Days Before Resident Evil 5 Release, Race Debate Spikes Again

Illustration for article titled Days Before Resident Evil 5 Release, Race Debate Spikes Again

Today, two articles tackle the tough issue of race in the upcoming Resident Evil 5. (Commenters beware - the ban hammer is poised at the ready.)


The first article from MTV Multiplayer is an interview with RE5's cinematic director, Jim Sonzero. He eases into the topic of race in the game by talking about his involvement with the editing of the much-criticized first trailer which tipped off the whole debate. Then he falls back on the Sheva-is-black saving throw.

"[Race] is a topic that came up early on and continues to - even now. My feeling about it is this particular game is set in Africa, and the zombies and most of the people who populate Africa are black. Capcom did their best to balance it so it didn't become an issue by making one of the leads - Sheva Alomar - black."

The second article from the Wall Street Journal takes a broader look at racial diversity of video game characters, using RE5 as a jumping off point for college professors to argue about issues of violence and race and linear gameplay. They do quote Capcom's Chris Kramer on the controversy surrounding the racism claims, but mostly let descriptions of the gameplay do all the talking.

Your job, as a player, is to save villages that have been victimized by a biochemical terrorist group. The first fearsome opponent you face is a blonde-haired female and you are rescued several times by another troupe of African soldiers. And ultimately, the game suggests that the barbarism depicted in the game is a result of your enemies' zombieness, not their African identity. In short, Africans don't beat you to death with their hands — zombies do.

This article goes on to conclude:

But discussions about colonialism are only dealt with obliquely in the game — Chris never reflects on his position as a white male in Africa nor does he discuss race with his African partner, Sheva. The game presents only one option to survive against African zombies: kill every single one.


Neither article comes out and says the game is or isn't racist. Both seem to be calling attention to a lack of discussion about the topic among game producers and developers — and maybe a lack of tact on the part of Capcom. But ignorance shouldn't be mistaken for malice. I think gamers owe it to themselves to see the game and make their own call about whether it's racist or not.

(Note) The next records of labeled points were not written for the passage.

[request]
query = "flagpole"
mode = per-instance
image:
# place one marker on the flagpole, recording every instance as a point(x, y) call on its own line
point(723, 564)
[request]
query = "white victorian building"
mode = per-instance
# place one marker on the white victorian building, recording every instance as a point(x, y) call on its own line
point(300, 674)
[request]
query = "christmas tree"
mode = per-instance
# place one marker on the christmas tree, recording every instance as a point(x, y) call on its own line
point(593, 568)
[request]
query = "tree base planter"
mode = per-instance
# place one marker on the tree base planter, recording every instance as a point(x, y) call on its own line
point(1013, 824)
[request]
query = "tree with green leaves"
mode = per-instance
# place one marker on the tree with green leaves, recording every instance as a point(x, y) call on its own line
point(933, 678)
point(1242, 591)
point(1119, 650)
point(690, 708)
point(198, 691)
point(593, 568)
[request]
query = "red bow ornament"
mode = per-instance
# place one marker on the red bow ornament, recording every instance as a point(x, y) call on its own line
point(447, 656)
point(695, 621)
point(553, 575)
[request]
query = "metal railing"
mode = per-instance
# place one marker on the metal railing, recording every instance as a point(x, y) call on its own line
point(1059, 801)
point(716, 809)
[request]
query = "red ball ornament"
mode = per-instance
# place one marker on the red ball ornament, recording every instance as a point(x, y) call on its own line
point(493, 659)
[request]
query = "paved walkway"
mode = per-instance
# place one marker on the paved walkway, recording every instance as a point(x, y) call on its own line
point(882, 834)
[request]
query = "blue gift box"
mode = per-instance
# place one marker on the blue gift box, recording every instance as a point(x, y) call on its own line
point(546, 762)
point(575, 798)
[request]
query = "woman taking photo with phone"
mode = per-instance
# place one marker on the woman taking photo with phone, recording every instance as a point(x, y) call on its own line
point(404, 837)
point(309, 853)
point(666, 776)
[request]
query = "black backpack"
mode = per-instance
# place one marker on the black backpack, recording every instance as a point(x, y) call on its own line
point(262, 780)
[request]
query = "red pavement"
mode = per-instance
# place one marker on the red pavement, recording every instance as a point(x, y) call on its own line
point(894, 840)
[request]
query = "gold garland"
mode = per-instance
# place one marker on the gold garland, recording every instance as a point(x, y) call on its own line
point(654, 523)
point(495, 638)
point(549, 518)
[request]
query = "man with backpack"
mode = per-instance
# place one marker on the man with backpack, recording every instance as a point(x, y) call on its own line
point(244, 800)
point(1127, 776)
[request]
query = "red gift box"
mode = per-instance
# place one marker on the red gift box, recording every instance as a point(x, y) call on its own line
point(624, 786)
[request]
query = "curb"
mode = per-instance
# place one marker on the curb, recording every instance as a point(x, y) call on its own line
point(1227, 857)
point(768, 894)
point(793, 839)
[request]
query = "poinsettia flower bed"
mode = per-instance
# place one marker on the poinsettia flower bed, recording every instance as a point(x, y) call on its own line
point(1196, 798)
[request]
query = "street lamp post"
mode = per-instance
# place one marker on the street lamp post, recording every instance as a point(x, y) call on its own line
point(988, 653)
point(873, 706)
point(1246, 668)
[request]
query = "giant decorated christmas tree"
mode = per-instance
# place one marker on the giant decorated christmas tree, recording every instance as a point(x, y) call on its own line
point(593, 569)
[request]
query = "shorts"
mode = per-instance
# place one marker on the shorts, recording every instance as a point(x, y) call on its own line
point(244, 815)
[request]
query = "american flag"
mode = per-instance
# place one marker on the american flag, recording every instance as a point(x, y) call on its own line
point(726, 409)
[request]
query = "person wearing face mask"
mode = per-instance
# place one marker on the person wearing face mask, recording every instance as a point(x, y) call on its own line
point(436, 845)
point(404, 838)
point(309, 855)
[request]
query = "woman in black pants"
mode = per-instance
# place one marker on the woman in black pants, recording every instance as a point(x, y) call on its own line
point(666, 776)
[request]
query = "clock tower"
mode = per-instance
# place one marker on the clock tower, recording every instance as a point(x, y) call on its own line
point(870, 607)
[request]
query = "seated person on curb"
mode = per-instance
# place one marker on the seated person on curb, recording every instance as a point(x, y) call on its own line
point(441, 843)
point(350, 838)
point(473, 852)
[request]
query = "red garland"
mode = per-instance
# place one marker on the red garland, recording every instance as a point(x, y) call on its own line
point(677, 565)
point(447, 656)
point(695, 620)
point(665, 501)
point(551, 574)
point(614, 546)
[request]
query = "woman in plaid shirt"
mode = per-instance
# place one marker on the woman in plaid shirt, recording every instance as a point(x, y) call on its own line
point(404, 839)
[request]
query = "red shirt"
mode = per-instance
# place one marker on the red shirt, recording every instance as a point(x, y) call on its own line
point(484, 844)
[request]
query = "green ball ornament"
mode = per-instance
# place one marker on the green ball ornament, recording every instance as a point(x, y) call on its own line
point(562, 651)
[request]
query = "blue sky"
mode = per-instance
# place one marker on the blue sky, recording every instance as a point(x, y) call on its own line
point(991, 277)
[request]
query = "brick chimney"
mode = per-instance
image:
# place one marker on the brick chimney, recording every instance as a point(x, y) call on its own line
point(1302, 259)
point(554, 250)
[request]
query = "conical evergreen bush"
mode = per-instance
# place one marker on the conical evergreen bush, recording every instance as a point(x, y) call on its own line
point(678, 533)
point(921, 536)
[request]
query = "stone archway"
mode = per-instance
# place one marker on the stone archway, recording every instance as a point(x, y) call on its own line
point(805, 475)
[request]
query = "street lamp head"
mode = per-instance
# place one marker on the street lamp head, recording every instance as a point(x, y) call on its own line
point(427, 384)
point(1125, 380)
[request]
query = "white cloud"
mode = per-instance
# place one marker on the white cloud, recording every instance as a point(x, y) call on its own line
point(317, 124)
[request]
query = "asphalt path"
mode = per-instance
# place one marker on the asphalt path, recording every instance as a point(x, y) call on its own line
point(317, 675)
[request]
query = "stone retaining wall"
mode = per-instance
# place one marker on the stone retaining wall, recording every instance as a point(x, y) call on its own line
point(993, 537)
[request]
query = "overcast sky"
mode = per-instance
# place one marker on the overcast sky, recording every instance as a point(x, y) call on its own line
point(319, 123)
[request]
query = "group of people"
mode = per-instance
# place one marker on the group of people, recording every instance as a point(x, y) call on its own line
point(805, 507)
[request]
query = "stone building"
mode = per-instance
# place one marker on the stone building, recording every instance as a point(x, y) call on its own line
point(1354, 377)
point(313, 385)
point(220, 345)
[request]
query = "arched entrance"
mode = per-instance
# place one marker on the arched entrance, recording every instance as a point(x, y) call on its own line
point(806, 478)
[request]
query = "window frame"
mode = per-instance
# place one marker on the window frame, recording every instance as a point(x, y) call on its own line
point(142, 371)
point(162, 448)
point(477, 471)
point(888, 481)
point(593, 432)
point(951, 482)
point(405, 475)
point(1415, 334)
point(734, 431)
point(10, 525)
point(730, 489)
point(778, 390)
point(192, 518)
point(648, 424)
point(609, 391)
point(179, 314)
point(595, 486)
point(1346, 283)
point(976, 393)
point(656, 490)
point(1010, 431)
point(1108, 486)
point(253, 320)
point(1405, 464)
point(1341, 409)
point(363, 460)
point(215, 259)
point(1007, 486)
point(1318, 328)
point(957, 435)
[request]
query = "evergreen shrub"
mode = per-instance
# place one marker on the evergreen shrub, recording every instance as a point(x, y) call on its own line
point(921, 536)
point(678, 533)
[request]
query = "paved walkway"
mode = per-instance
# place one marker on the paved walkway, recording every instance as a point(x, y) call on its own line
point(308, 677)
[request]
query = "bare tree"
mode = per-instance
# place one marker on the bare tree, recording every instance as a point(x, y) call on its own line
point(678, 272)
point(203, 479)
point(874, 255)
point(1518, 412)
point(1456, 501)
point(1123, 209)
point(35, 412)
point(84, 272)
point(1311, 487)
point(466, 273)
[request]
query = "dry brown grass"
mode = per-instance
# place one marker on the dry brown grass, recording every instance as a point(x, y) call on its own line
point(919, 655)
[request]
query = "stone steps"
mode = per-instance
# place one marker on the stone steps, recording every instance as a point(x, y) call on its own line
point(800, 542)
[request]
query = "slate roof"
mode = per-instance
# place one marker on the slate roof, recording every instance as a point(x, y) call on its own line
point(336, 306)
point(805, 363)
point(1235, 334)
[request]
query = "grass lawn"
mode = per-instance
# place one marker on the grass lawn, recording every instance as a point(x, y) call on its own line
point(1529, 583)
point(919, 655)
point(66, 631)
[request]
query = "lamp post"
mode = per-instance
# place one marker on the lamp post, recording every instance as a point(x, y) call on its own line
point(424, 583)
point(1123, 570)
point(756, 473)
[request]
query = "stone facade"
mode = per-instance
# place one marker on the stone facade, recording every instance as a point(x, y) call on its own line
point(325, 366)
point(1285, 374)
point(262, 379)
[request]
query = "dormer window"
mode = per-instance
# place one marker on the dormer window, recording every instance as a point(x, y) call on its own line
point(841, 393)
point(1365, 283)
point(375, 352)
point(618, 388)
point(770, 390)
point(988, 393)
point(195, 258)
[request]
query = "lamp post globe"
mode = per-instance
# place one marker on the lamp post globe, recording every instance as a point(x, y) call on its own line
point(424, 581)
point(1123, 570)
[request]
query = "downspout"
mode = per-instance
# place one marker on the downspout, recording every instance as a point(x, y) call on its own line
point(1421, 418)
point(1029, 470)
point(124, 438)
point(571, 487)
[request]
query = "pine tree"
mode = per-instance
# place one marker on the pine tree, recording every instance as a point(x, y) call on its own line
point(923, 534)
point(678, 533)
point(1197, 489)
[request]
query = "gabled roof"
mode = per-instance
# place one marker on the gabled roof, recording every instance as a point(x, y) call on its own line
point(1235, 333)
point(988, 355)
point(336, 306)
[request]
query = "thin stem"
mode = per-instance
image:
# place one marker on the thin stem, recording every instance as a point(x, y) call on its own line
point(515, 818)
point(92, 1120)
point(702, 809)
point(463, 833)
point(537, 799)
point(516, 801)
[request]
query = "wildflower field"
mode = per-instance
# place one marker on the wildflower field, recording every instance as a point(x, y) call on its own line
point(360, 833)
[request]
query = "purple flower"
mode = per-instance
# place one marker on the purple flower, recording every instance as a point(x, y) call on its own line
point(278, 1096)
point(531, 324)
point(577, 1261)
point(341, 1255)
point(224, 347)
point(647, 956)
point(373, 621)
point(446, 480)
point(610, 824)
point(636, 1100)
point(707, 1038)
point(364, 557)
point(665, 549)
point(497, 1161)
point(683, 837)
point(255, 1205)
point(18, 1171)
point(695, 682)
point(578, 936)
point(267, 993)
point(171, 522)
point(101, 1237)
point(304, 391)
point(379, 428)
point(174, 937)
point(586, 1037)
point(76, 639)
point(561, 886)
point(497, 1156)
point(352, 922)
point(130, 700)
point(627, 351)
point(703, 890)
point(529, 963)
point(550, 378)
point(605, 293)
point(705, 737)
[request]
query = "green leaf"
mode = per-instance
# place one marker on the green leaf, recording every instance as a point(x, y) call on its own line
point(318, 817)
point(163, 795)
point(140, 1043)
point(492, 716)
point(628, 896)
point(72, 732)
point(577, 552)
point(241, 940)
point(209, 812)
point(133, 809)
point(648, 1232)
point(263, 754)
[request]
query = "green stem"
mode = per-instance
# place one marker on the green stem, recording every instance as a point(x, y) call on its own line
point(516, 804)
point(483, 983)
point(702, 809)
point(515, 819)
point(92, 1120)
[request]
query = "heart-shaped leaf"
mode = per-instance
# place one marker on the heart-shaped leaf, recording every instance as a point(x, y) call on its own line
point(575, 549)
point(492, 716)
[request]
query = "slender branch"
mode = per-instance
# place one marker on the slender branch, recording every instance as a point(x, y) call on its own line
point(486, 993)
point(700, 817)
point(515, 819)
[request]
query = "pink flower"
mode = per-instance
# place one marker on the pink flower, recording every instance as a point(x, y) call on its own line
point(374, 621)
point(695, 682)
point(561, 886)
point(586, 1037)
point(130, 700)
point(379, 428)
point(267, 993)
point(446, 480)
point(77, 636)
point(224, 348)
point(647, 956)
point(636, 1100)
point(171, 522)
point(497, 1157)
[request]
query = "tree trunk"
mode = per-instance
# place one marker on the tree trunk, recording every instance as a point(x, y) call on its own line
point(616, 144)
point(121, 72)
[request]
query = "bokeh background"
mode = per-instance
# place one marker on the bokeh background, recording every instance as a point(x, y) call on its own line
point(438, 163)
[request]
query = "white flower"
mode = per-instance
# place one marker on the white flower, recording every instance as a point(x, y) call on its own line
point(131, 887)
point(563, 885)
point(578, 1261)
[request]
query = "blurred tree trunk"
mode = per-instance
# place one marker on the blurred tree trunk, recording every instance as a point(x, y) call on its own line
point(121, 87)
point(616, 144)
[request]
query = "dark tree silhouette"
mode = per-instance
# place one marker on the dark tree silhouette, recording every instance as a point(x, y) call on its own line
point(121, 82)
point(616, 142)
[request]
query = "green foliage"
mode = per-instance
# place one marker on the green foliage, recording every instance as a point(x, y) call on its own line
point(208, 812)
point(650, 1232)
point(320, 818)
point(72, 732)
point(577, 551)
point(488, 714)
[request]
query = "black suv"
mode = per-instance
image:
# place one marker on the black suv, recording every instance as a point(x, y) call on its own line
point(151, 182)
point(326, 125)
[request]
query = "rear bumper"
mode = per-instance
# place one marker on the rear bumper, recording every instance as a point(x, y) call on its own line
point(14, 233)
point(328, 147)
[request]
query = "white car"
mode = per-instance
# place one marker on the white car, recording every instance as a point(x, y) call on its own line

'Resident Evil 5' Reignites Debate About Race in Videogames [Wall Street Journal]
‘Resident Evil 5′ Cinematic Director Says Capcom Has Been Sensitive About Race In Game [MTV Multiplayer]


The problem with the colonialism argument is that it's a cudgel used specifically to facilitate the accusation of racism.

I realize that colonialism has shaped our current-day world, and that it wasn't really a good thing... to understate, but the reality is that it shouldn't be a requirement that it be an examination anytime any piece of art mentions Africa. At some point we're going to have to get over it. Moreover, simply because an artist chooses not to address colonialism directly, doesn't mean that the art is an expression of racism.

"it's just a game lol" may have been dismissed as an argument by some pundits and journalists, but ultimately there is some merit to the comment. Not only that, but the reality is that for the accusaiont of racism to stick there needs to be some proof, some indication of intent, and there isn't. For some reasaon we live in a world where the only accusations for which the burden of proof is on the accused to prove innocence. It's backwards.